Thursday, November 15, 2012

Hundreds Of Western Journalists Turned Into Walking Deads On Beijing Street

 

I read this whole thing twice and I still can't tell if it's real or a joke.....


By MEI DEBAO
Party Congress Correspondent
Journalists discuss lunch options at the Party Congress
BEIJING – Pity poor ABC TV reporter Megan Sykes: the 27-year-old broadcaster arrived from New York last Thursday with a crew of three, ostensibly to cover China’s National Party Congress. Now she and her team spend their days wandering the streets of Beijing, looking for something to write about.
“There’s an AIDS village about 30 miles outside Beijing,” suggests cameraman Peter, as the crew awkwardly relax in a cramped Dashilar coffee shop. “We could do that.”
“We didn’t travel 2,000 miles to cover another AIDS village,” Sykes angrily snaps in reply. “Look, sorry, Peter… I’m just tired.

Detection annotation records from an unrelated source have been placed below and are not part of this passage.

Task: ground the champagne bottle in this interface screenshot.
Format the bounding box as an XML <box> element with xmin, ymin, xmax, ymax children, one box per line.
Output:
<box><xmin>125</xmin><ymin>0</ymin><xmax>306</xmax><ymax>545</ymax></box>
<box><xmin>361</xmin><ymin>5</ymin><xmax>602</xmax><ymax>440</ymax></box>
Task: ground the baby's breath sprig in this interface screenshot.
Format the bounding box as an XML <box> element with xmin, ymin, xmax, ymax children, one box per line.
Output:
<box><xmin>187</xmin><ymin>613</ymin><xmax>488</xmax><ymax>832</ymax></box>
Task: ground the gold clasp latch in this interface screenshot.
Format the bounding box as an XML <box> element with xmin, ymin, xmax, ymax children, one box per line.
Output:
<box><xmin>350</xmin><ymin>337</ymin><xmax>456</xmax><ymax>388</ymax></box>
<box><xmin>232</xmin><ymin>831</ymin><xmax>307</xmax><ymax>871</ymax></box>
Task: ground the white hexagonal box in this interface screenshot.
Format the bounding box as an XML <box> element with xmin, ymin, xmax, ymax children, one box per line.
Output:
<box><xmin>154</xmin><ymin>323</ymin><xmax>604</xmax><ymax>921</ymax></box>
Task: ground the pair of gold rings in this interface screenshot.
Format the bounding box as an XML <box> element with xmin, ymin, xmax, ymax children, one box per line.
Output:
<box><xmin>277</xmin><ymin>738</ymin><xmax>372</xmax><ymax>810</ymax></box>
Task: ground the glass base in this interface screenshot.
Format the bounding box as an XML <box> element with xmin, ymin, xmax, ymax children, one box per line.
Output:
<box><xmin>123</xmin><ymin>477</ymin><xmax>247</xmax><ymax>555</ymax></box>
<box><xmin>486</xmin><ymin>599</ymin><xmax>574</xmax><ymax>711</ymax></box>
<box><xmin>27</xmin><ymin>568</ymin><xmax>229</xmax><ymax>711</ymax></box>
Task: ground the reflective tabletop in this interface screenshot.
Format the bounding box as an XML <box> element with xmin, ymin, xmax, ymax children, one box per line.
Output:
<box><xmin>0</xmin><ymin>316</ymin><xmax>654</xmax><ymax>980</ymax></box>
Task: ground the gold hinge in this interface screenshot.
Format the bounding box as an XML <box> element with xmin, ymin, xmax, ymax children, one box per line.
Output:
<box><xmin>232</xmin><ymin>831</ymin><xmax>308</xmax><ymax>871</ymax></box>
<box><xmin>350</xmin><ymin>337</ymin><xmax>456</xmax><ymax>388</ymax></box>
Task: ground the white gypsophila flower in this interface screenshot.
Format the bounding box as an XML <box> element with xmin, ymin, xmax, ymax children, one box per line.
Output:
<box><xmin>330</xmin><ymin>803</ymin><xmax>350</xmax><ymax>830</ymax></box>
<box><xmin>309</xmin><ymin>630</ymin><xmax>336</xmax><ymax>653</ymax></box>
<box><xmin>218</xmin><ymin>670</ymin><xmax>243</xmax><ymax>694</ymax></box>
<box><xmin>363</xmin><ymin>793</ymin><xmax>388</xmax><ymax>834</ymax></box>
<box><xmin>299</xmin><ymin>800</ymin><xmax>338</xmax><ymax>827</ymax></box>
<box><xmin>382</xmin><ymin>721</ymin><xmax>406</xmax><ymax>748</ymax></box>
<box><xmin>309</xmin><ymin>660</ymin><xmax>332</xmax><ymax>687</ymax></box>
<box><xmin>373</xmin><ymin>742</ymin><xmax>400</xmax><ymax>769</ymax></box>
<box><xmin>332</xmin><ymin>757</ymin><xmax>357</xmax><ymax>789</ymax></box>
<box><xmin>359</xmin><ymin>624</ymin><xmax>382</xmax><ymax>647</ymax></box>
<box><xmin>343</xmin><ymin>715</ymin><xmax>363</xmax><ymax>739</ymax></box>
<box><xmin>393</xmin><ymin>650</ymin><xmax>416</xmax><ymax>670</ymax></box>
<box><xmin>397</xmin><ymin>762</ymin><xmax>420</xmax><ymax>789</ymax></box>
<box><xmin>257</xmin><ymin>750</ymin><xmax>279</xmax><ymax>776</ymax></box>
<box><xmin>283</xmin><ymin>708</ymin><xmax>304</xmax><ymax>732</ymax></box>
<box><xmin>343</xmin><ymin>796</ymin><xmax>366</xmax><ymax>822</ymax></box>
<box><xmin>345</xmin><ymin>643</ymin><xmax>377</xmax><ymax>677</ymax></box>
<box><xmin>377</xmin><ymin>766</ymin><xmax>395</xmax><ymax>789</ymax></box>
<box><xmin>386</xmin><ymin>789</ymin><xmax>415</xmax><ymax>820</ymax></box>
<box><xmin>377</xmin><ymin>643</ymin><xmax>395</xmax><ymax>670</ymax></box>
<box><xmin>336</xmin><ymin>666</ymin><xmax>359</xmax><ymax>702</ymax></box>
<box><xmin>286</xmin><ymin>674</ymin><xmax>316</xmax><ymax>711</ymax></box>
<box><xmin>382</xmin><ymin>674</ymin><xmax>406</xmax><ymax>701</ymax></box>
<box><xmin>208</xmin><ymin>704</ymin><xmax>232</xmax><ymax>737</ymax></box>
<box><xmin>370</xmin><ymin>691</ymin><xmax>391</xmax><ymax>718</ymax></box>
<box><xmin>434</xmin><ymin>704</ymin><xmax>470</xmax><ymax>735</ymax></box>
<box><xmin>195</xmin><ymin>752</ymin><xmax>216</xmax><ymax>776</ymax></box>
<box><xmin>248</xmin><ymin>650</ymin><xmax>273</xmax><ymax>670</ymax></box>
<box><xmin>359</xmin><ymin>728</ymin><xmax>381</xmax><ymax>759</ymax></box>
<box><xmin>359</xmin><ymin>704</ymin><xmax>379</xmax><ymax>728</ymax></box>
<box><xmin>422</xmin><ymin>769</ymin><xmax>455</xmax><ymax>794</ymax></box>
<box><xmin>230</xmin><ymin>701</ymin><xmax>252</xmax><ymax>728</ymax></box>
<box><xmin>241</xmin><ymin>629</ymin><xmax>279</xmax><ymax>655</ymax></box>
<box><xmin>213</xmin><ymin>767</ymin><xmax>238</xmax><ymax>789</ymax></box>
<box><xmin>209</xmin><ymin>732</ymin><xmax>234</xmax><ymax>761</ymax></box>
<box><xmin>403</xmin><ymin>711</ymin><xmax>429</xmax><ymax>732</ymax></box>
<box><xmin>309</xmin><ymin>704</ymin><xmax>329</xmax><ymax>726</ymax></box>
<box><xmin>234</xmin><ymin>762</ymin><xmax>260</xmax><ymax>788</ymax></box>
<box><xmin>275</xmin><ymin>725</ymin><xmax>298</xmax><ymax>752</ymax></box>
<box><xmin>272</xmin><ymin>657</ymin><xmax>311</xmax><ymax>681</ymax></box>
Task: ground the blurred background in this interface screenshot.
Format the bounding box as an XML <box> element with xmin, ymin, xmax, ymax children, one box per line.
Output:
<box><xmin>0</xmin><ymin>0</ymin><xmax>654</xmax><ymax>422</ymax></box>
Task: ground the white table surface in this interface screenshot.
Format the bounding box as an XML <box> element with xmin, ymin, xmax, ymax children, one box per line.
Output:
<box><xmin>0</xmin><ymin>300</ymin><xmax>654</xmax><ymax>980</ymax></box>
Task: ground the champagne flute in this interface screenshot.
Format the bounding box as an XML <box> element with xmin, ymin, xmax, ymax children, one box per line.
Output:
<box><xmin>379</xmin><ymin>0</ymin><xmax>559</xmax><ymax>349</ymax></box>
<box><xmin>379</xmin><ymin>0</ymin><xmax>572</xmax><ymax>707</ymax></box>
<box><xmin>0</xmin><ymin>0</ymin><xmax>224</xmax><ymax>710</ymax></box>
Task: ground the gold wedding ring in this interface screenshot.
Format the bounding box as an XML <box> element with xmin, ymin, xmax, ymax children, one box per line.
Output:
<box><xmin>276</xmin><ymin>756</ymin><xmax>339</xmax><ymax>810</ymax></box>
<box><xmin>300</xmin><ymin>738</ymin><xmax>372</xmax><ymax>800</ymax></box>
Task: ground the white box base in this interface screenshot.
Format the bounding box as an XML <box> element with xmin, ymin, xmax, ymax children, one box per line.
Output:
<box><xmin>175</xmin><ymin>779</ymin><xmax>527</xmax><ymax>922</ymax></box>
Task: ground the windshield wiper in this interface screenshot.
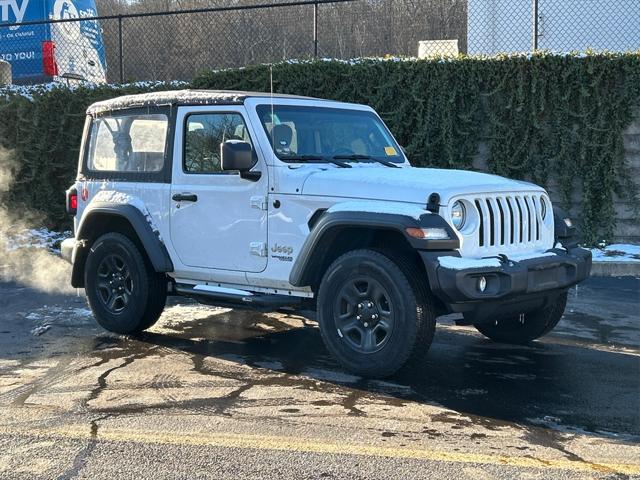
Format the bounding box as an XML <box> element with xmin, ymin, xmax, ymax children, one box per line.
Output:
<box><xmin>333</xmin><ymin>154</ymin><xmax>400</xmax><ymax>168</ymax></box>
<box><xmin>282</xmin><ymin>155</ymin><xmax>351</xmax><ymax>168</ymax></box>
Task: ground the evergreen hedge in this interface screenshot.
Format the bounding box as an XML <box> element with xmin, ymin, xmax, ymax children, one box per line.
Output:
<box><xmin>0</xmin><ymin>52</ymin><xmax>640</xmax><ymax>243</ymax></box>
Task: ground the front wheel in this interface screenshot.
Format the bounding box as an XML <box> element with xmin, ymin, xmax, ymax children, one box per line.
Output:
<box><xmin>475</xmin><ymin>292</ymin><xmax>567</xmax><ymax>344</ymax></box>
<box><xmin>84</xmin><ymin>233</ymin><xmax>167</xmax><ymax>334</ymax></box>
<box><xmin>318</xmin><ymin>250</ymin><xmax>435</xmax><ymax>378</ymax></box>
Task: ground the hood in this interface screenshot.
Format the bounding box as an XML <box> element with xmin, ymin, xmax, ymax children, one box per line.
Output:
<box><xmin>302</xmin><ymin>164</ymin><xmax>544</xmax><ymax>204</ymax></box>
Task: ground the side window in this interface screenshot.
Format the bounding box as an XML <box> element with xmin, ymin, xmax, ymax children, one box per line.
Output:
<box><xmin>183</xmin><ymin>113</ymin><xmax>253</xmax><ymax>173</ymax></box>
<box><xmin>88</xmin><ymin>115</ymin><xmax>169</xmax><ymax>172</ymax></box>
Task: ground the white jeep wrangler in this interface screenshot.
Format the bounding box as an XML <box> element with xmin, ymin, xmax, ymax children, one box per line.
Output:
<box><xmin>62</xmin><ymin>91</ymin><xmax>591</xmax><ymax>377</ymax></box>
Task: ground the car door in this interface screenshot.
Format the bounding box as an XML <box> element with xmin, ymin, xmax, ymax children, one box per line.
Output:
<box><xmin>170</xmin><ymin>105</ymin><xmax>268</xmax><ymax>272</ymax></box>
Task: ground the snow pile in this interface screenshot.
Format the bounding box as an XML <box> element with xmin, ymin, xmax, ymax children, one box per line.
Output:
<box><xmin>4</xmin><ymin>228</ymin><xmax>72</xmax><ymax>255</ymax></box>
<box><xmin>0</xmin><ymin>81</ymin><xmax>188</xmax><ymax>100</ymax></box>
<box><xmin>329</xmin><ymin>200</ymin><xmax>430</xmax><ymax>220</ymax></box>
<box><xmin>591</xmin><ymin>243</ymin><xmax>640</xmax><ymax>263</ymax></box>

And frankly bored of this.
She’s not alone.
As one of the biggest political events of the decade slides into its second week, many correspondents who’ve flown in especially for the event are waking up to the realization that there’s absolutely nothing to report.
“This is a complete bloody disaster, mate,” says veteran Australian journalist Bill Higgins. “My editor is calling me up every bloody day, asking how we can justify the expense of sending two reporters to China for ten days. I offered him a story about a provincial initiative to promote new dance routines for ethnic minorities in Sichuan. He told me to fuck off the bloody phone.”
Police report that across Beijing, hundreds of dispirited, disheveled and dejected reporters, from countries such as Australia, Canada, Germany, Japan and the US, are milling around the capital’s hutong and boulevards, many without a source or even a place to go and meet somebody for coffee.
“These journalists pose a potential problem to stability. If they aimlessly drift through the city, desperately asking questions, looking for stories, who knows what they might find?” asked worried Chaoyang police chief Lin Liu. “We’ve asked the Ministry of Fisheries to hold an emergency press conference – just to get them safely off the streets for the night, and provide them with at least one hot lead.”
Not every journalist is experiencing the same difficulties, however.
Tongaat Masebo, of the state-run Radio Free Zimbabwe, says he simply does not understand what all the fuss is about. “We have run many fine stories this week, and my editors are very happy,” Masebo beams. “If anything, the problem is that I have too much material. I think that many of these so-called Western media are not proper journalists.”
Masebo is not alone in this view.
“The Party Congress is a most rich goldmine of stories,” agrees Majid Gholem-Hussain, deputy editor of the Tehran Democratic Post. Gholem-Hussain has spent the last week providing his paymasters with a series of stunning scoops from his luxurious Wangfujing hotel room.
“We are being hand-fed the choicest morsels of fascinating news by our good friends,” Gholem-Hussain gloated. “Our exclusive coverage is making utter humiliation for those fools at the New York Times and Washington Post. Nyuk, nyuk, nyuk,” he added thoughtfully.